NETI users can set privacy protections that will determine what types of data will be gathered and reported from their computers. The reports sent to Georgia Tech are also stored on the user's computer, so the user can see exactly what statistics are gathered.

"NETI is not spyware, and in no way compromises any of your private data," said Riley. "It is nearly painless from a performance point of view, and completely private if you opt to use our most restrictive privacy setting."

Simpson and Riley said they hope, however, that volunteers will not choose the most restrictive privacy setting. Less restrictive settings will allow them to gather more useful data from participating computers.

"We will use the collected data in our research to create realistic simulation models of typical Internet users' behavior," Riley said. "Better simulation models lead to better simulations, which lead to better protocol analysis, better protocols and, eventually, a better Internet."

The data collected by NETI, sans anything that might personally identify volunteers, will also be made available to other network researchers and the general public on the NETI website. As the project picks up speed – currently there are only a few dozen volunteers – they expect to make the data available in real time.

If NETI is installed on enough machines with a broad-enough distribution, the data that's being collected could even provide an early-warning detection system for worms and viruses, said Simpson.

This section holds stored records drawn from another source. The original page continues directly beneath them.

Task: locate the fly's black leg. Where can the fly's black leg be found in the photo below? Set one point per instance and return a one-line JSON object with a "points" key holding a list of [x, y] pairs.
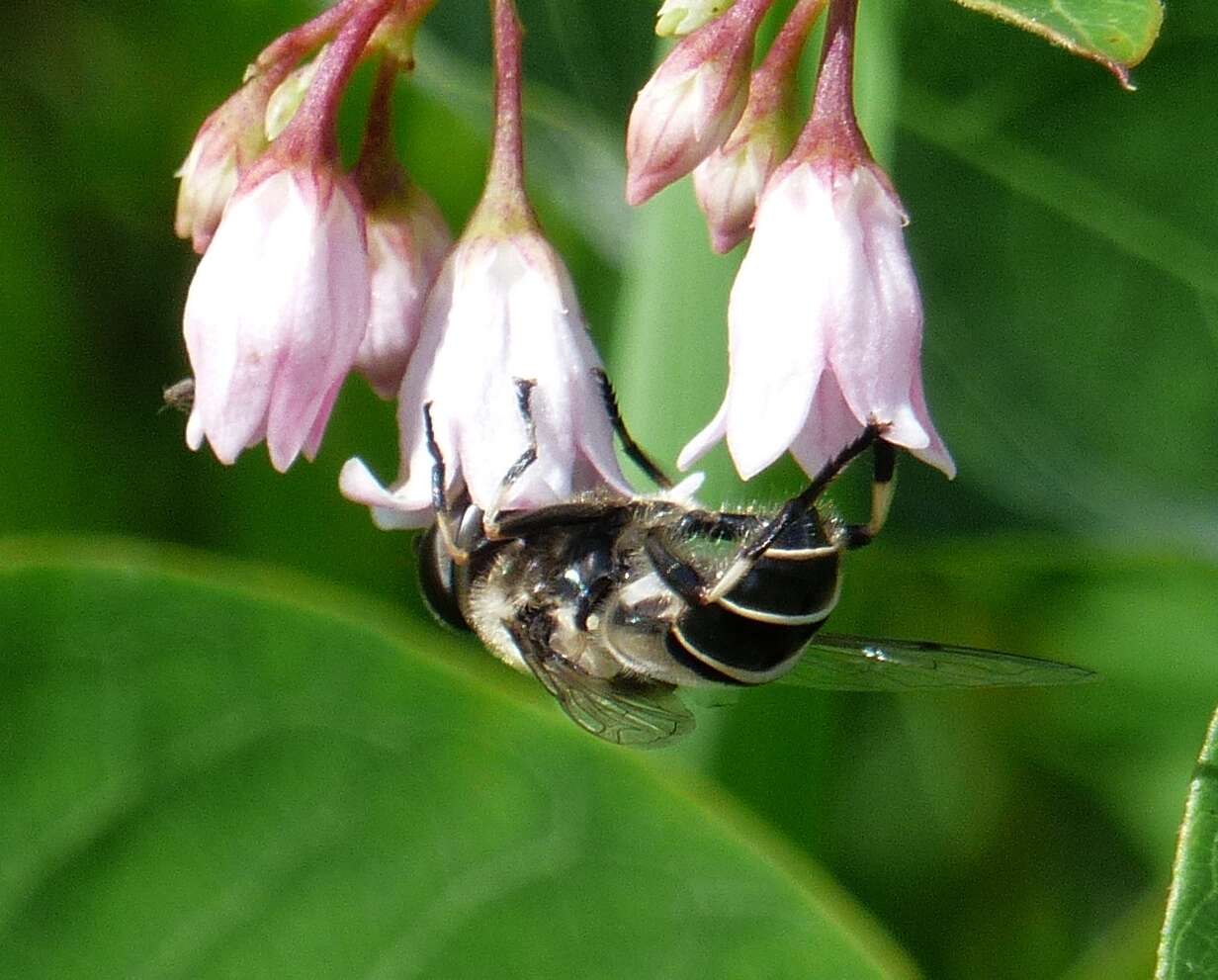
{"points": [[685, 580], [526, 459], [799, 504], [882, 484], [629, 445], [718, 527], [445, 516]]}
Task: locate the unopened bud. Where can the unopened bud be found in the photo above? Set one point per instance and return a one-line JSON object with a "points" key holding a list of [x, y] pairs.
{"points": [[678, 17]]}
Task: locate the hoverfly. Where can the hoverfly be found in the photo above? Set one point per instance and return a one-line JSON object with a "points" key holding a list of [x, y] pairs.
{"points": [[615, 603], [179, 395]]}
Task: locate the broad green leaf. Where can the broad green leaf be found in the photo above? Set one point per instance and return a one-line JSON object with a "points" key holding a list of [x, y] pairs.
{"points": [[1117, 33], [214, 771], [1039, 816], [1189, 946], [1069, 274]]}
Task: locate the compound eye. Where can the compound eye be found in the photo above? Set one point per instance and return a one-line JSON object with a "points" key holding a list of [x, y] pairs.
{"points": [[436, 579]]}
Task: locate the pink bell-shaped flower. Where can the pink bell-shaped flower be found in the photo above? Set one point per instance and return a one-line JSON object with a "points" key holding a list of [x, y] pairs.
{"points": [[825, 324], [277, 312], [825, 318], [500, 326], [502, 311]]}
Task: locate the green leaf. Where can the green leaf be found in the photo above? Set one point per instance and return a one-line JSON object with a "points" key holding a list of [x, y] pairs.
{"points": [[211, 770], [1189, 946], [1117, 33], [1054, 811]]}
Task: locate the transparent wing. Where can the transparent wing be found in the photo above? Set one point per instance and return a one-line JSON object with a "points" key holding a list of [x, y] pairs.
{"points": [[857, 664], [635, 714]]}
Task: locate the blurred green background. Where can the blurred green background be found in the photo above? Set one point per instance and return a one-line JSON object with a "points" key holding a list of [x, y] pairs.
{"points": [[1066, 240]]}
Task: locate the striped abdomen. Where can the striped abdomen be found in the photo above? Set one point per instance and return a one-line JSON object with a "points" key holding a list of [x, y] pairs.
{"points": [[755, 632]]}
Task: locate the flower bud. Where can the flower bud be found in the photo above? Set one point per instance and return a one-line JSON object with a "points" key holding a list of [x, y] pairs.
{"points": [[225, 146], [729, 183], [407, 242], [277, 312], [680, 17], [692, 101], [288, 96]]}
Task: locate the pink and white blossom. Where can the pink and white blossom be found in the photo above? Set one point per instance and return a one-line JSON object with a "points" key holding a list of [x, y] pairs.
{"points": [[277, 312], [502, 310], [692, 101], [407, 242], [825, 324]]}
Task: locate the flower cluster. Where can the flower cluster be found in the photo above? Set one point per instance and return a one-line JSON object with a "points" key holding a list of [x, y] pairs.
{"points": [[825, 318], [309, 271]]}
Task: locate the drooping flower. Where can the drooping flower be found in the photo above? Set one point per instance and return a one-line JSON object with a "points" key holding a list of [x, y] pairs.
{"points": [[502, 311], [279, 303], [277, 312], [692, 101], [729, 182], [407, 242], [500, 324], [825, 317]]}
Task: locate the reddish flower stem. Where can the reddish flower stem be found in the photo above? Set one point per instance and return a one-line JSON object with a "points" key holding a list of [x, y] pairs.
{"points": [[740, 20], [507, 155], [833, 129], [295, 44], [773, 79], [504, 203], [312, 131], [378, 172]]}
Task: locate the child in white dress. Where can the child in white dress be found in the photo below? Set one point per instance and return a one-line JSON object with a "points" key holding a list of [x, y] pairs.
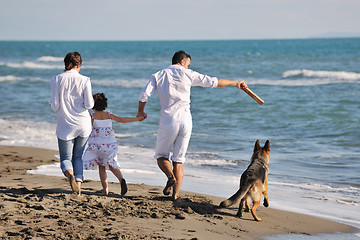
{"points": [[102, 146]]}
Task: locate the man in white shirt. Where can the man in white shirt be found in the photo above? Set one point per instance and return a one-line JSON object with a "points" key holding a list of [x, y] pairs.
{"points": [[173, 86]]}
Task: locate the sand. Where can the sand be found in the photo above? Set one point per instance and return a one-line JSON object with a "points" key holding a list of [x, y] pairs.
{"points": [[43, 207]]}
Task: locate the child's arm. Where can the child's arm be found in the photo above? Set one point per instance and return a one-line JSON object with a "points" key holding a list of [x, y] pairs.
{"points": [[126, 119]]}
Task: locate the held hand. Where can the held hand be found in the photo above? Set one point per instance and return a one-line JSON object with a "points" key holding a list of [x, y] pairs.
{"points": [[142, 115], [241, 84]]}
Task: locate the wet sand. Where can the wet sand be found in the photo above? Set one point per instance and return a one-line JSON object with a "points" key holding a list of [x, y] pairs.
{"points": [[39, 206]]}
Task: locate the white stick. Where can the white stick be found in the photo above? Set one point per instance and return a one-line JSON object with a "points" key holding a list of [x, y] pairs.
{"points": [[253, 95]]}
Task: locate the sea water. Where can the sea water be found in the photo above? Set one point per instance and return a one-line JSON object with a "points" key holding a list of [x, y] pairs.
{"points": [[311, 114]]}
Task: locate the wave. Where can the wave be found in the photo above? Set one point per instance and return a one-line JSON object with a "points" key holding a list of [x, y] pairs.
{"points": [[306, 77], [140, 83], [337, 75], [28, 64], [50, 59], [36, 65], [321, 192], [10, 78]]}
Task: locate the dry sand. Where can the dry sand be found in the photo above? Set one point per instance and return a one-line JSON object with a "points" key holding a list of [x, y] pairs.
{"points": [[42, 207]]}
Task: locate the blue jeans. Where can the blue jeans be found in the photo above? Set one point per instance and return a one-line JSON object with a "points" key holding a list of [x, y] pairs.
{"points": [[71, 152]]}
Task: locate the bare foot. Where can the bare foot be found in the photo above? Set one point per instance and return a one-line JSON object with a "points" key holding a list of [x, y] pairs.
{"points": [[103, 192], [73, 184], [169, 184], [123, 187]]}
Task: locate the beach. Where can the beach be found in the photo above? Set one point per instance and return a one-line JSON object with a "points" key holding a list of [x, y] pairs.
{"points": [[39, 206]]}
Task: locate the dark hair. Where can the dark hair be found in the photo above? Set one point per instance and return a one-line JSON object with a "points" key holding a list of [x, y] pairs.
{"points": [[100, 102], [72, 60], [179, 56]]}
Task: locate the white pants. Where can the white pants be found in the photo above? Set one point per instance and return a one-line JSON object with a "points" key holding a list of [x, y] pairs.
{"points": [[176, 135]]}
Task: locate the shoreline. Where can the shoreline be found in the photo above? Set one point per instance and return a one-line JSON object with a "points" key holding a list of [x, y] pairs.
{"points": [[43, 206]]}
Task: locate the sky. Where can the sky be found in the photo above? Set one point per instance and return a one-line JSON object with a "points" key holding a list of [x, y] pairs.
{"points": [[93, 20]]}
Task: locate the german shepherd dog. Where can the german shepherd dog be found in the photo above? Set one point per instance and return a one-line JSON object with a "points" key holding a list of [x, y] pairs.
{"points": [[253, 182]]}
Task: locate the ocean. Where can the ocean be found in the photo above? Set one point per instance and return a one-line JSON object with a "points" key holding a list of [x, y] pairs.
{"points": [[311, 114]]}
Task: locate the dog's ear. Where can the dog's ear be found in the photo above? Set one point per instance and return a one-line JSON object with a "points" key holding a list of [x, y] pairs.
{"points": [[267, 146], [257, 146]]}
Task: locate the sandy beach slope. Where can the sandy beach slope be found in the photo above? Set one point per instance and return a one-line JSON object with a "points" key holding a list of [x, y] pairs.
{"points": [[38, 206]]}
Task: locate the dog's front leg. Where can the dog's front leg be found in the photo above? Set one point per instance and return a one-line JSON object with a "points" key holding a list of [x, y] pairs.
{"points": [[247, 204], [265, 193], [241, 205], [253, 211]]}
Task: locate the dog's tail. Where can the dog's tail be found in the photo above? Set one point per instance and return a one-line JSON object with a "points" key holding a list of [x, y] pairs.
{"points": [[240, 194]]}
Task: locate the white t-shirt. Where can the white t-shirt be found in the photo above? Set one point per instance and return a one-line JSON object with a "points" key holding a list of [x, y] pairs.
{"points": [[71, 96], [173, 86]]}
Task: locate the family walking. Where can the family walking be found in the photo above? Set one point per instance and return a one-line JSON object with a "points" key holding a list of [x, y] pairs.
{"points": [[87, 141]]}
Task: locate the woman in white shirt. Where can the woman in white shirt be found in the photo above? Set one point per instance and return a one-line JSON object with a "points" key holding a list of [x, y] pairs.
{"points": [[71, 97]]}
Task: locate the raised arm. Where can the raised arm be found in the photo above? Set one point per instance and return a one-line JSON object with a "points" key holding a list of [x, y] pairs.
{"points": [[126, 119], [141, 109], [228, 83]]}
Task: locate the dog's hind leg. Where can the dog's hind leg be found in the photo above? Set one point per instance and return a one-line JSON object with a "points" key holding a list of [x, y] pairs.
{"points": [[247, 205], [241, 205], [266, 199], [253, 210]]}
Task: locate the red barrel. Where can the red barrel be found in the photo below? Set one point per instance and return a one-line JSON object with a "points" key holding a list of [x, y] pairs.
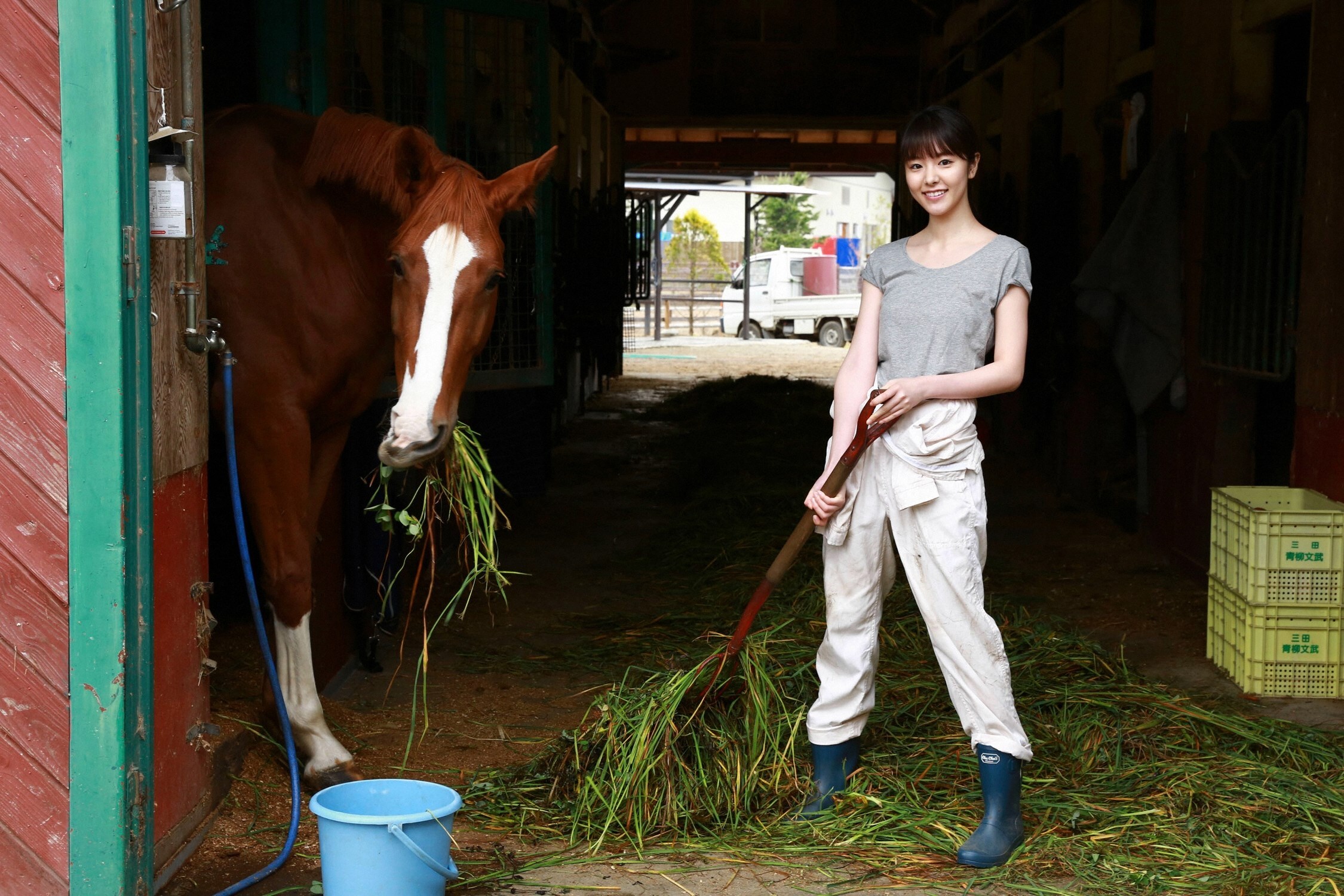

"If we start noticing that many NETI@home users are receiving anomalous traffic, that could be an indication of the spread of an Internet worm, or some other sort of attack," Simpson said. "If the clients were distributed enough, one could even see which parts of the world are attacked first and then possibly use the data to track where the worm seems to have originated from."

Simpson also envisions using NETI data to produce a chart of the best and worse Internet service providers, in terms of performance and security.

"The beauty of collecting data such as this, data that hasn't been gathered before, is that we can't imagine all of the possibilities," said Simpson. "But one immediate way of meeting our goal of 'making the Internet better' would be to identify some of the worst network routes, and point these out to the organization that owns them. I would imagine it would be quite embarrassing for a major ISP if they were found to have the worst connections."

Systems administrators can also use NETI to monitor performance on their private networks. And since the NETI application is open-source, Simpson and Riley also hope the development community will come up with other interesting uses for the application.

Georgia Tech plans to keep the NETI project going "theoretically forever," according to Riley.

"Everyone agrees that the Internet is continually changing and growing, and data from year 2004 will likely be obsolete by 2005," Simpson said. "Besides, you can never have too much data."